I am well versed in the concept of a batch DataFlow, whether that be just for data manipulation with a DataSet in and a DataSet out, or when Marketing generates a DataFlow with a segment DataSet in, and runs a strategy with multiple output options. These will be load-balanced across the defined set of DataFlow Services (provided you use a PartitionKey in the inbound DataSet), otherwise they are single threaded and run on one of the DataFlow Service nodes.
but I am seeking clarification on how DataFlows run for either a Real-Time Decisioning Service Call, or from an Event (ESM) stream trigger.
If you are not using a Real-Time Container for the DSM Service call, you create your own Service end-point, and the Activity will use the "Call ExecuteSingleCaseDF" method to invoke the DataFlow, not the DataFlow-Execute method, although I am not fully aware of the complete differences here.
similarly when an Event arrives via an ESM stream the Dataflow is used to invoke an Event Strategy.

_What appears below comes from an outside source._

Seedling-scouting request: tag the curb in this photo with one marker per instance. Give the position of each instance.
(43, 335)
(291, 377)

in both these cases the DataFlow is not run in batch mode and has a abstract as the start of the flow.
now in these two cases what determine where the DataFlow will run? (remember 7.3.1)

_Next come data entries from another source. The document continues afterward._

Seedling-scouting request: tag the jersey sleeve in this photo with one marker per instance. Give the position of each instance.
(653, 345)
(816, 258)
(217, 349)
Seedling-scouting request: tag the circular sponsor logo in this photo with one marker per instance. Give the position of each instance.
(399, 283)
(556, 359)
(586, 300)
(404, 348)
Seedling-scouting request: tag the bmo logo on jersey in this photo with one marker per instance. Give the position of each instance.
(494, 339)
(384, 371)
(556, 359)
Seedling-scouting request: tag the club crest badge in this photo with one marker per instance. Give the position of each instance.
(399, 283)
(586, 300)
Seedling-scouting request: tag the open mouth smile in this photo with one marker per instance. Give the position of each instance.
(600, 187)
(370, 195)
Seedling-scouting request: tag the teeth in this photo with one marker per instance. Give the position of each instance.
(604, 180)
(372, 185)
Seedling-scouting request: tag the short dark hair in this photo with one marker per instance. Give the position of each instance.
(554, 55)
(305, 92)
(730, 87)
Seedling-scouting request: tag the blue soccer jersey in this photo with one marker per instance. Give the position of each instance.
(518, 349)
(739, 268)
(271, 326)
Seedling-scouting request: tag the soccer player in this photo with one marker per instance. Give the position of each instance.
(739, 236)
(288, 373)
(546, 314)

my understanding was/is that it will be assigned to a node with a DataFlow service, and if there is a DataFlow service on the local node that is where it will be run. is this correct ?
now when we get to 8.3.1 I know that we now have a host of defined DataFlow Services:
I would guess that the defined batch DataFlow type replaces what we now have in 7.3.1 as a dataFlow service, but what determines how the other DataFlow service types are used? is this new properties on Data-Decision-DDF-RunOptions, new method calls for an activity or ??
I ask this because I would like to ensure that the Cluster Architecture is built correctly to ensure we can separate the processing load, so that outbound marketing campaign DataFlows do not impact inbound RealTime DataFlow processing, and further to know if the DataFlow processing for inbound Events can be separated as well.
I have looked for documents on PDN and Mesh, and scanned the help Files, but I have not found a definitive answer yet. Is there an internal Pega Document which discusses how to configure this properly?